I have the good fortune to live in No. 6 Wellington Crescent, and the people of Ramsgate after generations of ignorance of Coleridge’s illustrious presence in their town at its fashionable Regency peak are at last to erect a plaque next door at No. 7. In all Coleridge visited the resort ten times between 1819 and 1833, mostly for a month or two in the late autumn, always accompanied by one or both of his minders, the Gillmans. Ramsgate’s neglect seems inexplicable, for Coleridge was not a casual tripper but a lengthy sojourner, spending roughly the same amount of time in Ramsgate as Dickens was to spend in Broadstairs—over twelve months in all—and the Dickens industry has netted Ramsgate’s more enterprising neighbour a small fortune over the years.

All this is by the bye. What in a sense is more disturbing is the general academic indifference towards the holidays that Coleridge took in Ramsgate, since the sources for these Ramsgate years are rich and varied. For a start, over fifty of his collected letters were written from Ramsgate and many pages of his Notebooks were written up during these holidays. His social life was full—even hectic at times—and he is a splendidly ironic commentator on the manners of the company that frequented the watering-place, not to mention the frailties of the local inhabitants. There is more, however, than simple biographical interest to his holidays. Coleridge always came down to Ramsgate with the noble intention of writing, and though, of course, being the man he was, he always fell a long way short of his aims, there is, I hope, still enough of critical literary interest to stimulate the present company.
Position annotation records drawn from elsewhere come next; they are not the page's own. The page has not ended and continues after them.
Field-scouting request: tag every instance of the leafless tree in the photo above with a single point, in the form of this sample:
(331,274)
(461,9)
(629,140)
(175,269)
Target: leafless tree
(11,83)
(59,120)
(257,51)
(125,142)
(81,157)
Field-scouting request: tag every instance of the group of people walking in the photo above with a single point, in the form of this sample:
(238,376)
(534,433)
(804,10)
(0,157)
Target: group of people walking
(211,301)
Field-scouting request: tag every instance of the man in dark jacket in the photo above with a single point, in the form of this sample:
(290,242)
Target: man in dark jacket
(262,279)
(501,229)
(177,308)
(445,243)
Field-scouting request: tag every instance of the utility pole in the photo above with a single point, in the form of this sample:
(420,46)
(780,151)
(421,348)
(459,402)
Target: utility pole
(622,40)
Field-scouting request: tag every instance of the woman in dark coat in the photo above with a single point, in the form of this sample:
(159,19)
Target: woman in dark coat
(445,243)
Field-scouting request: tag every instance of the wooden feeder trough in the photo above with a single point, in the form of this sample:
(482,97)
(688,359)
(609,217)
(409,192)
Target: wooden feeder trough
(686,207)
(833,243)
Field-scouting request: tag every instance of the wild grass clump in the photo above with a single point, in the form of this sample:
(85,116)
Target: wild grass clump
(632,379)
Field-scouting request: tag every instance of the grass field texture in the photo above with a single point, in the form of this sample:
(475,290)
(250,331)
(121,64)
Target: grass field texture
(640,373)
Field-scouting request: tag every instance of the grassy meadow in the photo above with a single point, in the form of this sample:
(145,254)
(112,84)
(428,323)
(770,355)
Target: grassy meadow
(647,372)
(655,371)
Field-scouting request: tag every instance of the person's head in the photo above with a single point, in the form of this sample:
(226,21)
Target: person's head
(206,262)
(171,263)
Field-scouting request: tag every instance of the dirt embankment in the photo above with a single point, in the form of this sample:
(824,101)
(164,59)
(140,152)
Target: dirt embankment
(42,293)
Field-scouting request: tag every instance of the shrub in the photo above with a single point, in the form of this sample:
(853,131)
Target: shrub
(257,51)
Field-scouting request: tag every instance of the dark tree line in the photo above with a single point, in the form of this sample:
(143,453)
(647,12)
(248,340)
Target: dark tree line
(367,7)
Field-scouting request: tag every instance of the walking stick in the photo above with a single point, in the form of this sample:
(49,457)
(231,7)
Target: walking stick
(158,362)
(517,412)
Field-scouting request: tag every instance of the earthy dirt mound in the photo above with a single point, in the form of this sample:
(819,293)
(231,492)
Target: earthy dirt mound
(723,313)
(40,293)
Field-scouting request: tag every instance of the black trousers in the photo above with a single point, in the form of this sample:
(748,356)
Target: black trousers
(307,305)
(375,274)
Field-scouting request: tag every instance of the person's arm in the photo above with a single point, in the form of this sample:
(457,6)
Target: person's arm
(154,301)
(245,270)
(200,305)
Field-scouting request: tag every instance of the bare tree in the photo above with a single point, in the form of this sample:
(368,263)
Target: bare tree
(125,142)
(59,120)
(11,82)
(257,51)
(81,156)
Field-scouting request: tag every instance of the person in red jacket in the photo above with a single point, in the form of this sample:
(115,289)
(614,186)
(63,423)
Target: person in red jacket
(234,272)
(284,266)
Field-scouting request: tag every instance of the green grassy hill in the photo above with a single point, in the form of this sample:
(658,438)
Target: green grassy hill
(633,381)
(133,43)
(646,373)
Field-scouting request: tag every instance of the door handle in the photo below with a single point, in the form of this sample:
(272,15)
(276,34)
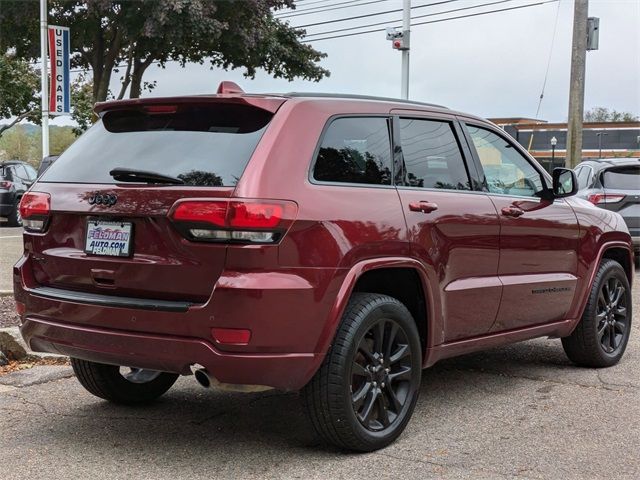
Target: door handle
(422,206)
(512,211)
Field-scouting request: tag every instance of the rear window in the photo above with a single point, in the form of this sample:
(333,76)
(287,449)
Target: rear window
(201,145)
(627,178)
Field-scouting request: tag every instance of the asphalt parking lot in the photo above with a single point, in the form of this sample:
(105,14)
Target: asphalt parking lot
(520,411)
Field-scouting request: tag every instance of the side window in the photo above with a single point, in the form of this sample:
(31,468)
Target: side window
(432,155)
(20,172)
(355,150)
(31,172)
(506,170)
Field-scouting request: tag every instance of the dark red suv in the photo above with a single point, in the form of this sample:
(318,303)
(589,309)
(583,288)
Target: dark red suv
(330,244)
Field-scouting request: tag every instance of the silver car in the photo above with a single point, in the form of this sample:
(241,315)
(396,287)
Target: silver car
(614,184)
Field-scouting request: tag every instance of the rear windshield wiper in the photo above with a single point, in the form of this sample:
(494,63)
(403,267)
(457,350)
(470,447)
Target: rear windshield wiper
(131,175)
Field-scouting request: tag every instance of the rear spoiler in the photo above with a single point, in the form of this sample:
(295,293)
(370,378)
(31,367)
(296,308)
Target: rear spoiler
(270,104)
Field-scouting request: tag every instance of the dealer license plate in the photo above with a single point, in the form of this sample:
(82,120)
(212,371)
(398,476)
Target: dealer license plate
(108,238)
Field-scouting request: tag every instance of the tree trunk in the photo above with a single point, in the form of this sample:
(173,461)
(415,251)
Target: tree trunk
(139,68)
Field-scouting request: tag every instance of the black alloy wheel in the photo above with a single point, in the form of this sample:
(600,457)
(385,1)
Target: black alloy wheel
(612,315)
(364,393)
(381,375)
(601,337)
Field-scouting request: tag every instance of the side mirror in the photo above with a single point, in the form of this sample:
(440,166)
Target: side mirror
(565,182)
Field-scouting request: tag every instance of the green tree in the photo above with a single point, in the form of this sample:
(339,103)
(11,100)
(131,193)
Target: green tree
(137,34)
(604,114)
(17,144)
(82,104)
(19,91)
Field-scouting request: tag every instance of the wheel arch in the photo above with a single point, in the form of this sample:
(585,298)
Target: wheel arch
(614,250)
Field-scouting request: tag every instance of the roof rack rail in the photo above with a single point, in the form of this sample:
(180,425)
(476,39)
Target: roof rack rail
(360,97)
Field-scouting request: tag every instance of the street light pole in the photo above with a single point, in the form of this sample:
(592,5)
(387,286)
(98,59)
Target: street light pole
(406,25)
(576,83)
(599,135)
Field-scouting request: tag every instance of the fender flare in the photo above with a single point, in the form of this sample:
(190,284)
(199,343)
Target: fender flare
(580,301)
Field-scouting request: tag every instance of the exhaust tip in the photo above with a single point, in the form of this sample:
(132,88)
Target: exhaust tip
(202,378)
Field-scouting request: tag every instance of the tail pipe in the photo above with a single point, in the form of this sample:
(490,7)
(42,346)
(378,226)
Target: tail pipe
(205,379)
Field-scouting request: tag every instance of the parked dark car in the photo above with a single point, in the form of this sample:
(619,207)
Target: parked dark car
(15,178)
(330,244)
(614,184)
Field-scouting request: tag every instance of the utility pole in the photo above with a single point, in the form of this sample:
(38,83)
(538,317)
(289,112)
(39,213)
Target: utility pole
(576,84)
(44,79)
(406,26)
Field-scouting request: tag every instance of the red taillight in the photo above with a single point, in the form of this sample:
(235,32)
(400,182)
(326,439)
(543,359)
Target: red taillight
(35,204)
(255,215)
(600,198)
(209,212)
(244,221)
(231,336)
(161,109)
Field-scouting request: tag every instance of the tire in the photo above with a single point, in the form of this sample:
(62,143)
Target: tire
(134,387)
(352,364)
(15,219)
(601,337)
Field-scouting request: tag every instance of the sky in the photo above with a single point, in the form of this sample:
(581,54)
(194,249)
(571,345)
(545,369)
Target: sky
(491,65)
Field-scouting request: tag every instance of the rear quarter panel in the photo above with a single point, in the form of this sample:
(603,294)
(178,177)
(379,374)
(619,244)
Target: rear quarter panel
(600,229)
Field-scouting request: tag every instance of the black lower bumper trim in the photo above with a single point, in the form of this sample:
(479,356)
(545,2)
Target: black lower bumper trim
(109,300)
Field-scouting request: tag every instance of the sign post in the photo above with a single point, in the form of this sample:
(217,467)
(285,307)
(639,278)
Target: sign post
(44,78)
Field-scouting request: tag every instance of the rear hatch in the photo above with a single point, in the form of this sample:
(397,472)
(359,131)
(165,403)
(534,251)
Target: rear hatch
(109,232)
(622,194)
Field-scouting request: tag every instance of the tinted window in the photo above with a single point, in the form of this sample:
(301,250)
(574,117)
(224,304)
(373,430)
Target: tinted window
(355,150)
(432,155)
(201,145)
(507,171)
(622,178)
(19,172)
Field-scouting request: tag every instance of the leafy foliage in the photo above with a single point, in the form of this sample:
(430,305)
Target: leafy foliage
(82,105)
(604,114)
(136,34)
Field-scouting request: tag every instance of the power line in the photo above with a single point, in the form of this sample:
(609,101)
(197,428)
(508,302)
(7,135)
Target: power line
(326,8)
(546,73)
(387,22)
(375,14)
(434,21)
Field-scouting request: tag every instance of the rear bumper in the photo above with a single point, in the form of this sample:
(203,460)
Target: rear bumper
(286,311)
(168,354)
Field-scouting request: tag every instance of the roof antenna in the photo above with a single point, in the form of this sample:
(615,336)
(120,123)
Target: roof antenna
(229,88)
The dating of Coleridge’s later poetry is notoriously difficult, but although the composition of no single poem can be confidently attributed to Ramsgate, he clearly tinkered with and polished several poems while there, and in at least three of these there are clues if not signposts to the town.

In 1821 Charles Cowden Clarke, friend and mentor of the poet Keats, met Coleridge on one of his constitutionals on Ramsgate’s East Cliff, Mrs Gillman having taken a house in Wellington Crescent, then under construction on the Cliff. The situation was, Coleridge boasted to Allsop, ‘the very best in all Ramsgate’, (CL V 181) and a year later, meeting Lord Liverpool, the Prime Minister, and his Foreign Secretary George Canning on the Pier, he ‘walked arm in arm with them, down the Pier, thro’ the Town, and up to the Cliff to

 

[16]

 

see the Wellington Crescent &c’. (CL V 257)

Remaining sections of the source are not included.